Additionally, selleck chem several GT, PL and CE domains were identi fied as relevant. These CAZy families, as well as GH115 and CBM56, are not included in Figure 2, as they are not annotated for all sequences. Identification of plant biomass degraders from a cow rumen metagenome We used our method to predict the plant biomass degrading capabilities for 15 draft genomes of uncul tured microbes reconstructed from the metagenome of a microbial community adherent to switchgrass in cow rumen. The draft genomes repre sent genomes with more than 50% of the sequence reconstructed by taxonomic binning of the metagenome sample. The microbial community adherent to switch grass is likely to be enriched with plant biomass degraders, as it was found to differ from the rumen fluid community in its taxonomic composition and degrad ation of switch grass after incubation in cow rumen had occurred.

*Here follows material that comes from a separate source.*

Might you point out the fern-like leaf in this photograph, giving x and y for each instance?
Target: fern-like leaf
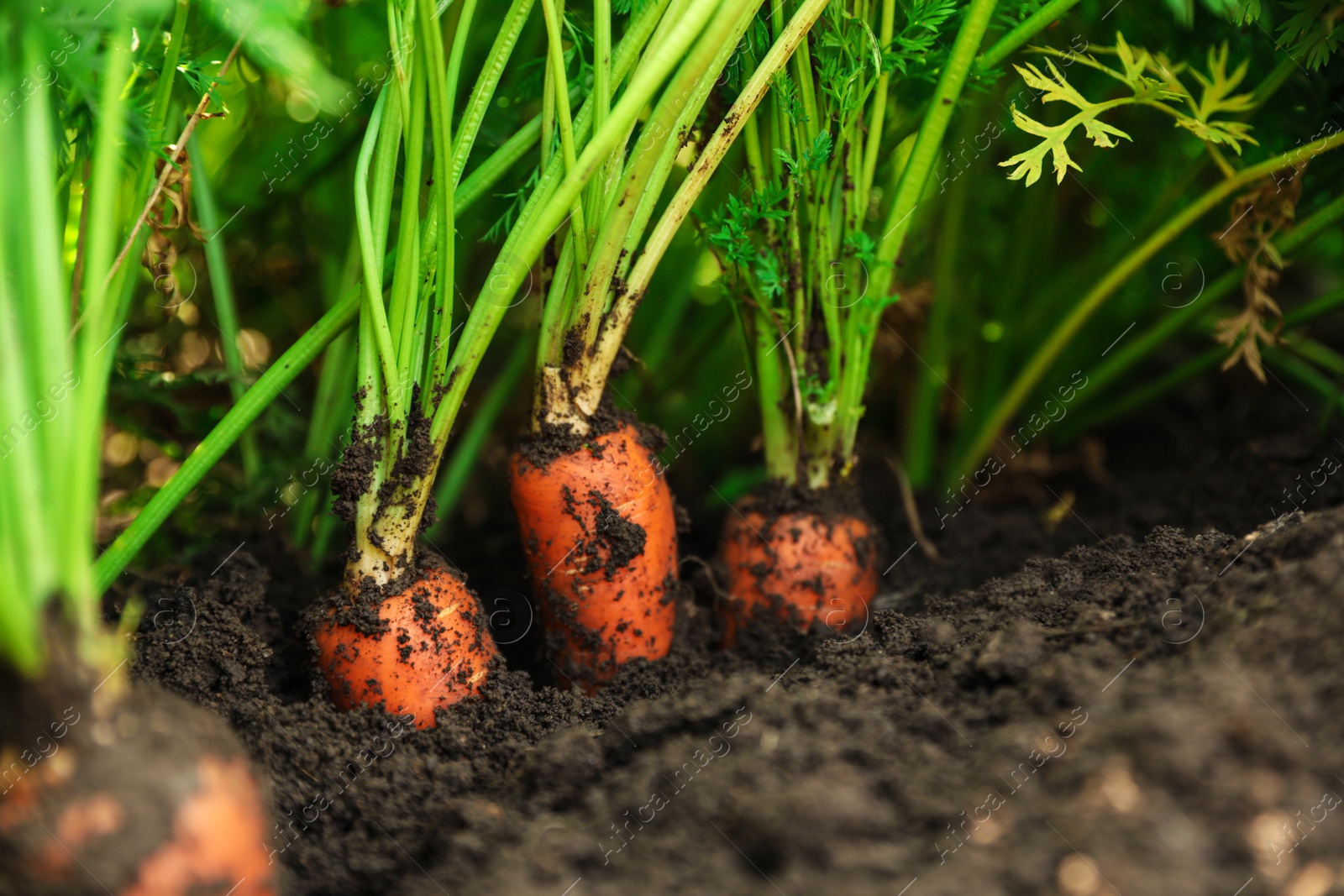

For identification of plant biomass degrading microbes, we classified each draft genome individually with the eSVMbPFAM and eSVMCAZY B models, which had the highest macro accuracy based on Pfam domain or CAZy family annotations, respectively. The eSVMbPFAM classifier assigned seven of the draft genomes to plant bio mass degraders. One of these, genome APb, was found by 16S rRNA analysis to be related to the fibrolytic species Butyrivibrio fibrisolvens. Four others are of the order of Bacteroidales, and include all but one draft genomes affiliated to the Bacteroidales. The 6th and 7th predicted degrader, represented by gen ome AIa and AWa, belong to the Clostridiales, like genome APb.

The eSVMCAZY B classifier also assigned five of these genomes to the plant biomass degraders. Add itionally it classified genome AH as plant biomass degrading, while being ambiguous in the assignment of AFa. To validate these predictions, we searched the draft genomes for genes encoding 51 enzymatically active glycoside hydrolases AV-951 characterized from the same rumen dataset. Genomes AGa, AC2a, AJ and AIa were all linked to different enzymes of varying specificities. AC2a was linked to cellulose deg radation, specifically to a carboxymethyl cellulose degrading GH5 endoglucanase as well as GH9 enzyme capable of degrading insoluble cellulosic substrates such as AvicelW. AIa demonstrated capabilities towards xylan and soluble cellulosic substrates with affiliations to four GH10 xylanases. Both AGa and AJ demonstrated broader substrate versatility and were linked to enzymes Dorsomorphin ALK with capabilities towards cellulosic substrates CMC and AvicelW, hemicellulosic substrates lichenan and xylan, as well as the natural feedstocks miscanthus and switchgrass. Import antly, no carbohydrate active enzymes were affiliated to draft genomes that were predicted to not possess plant biomass degrading capabilities.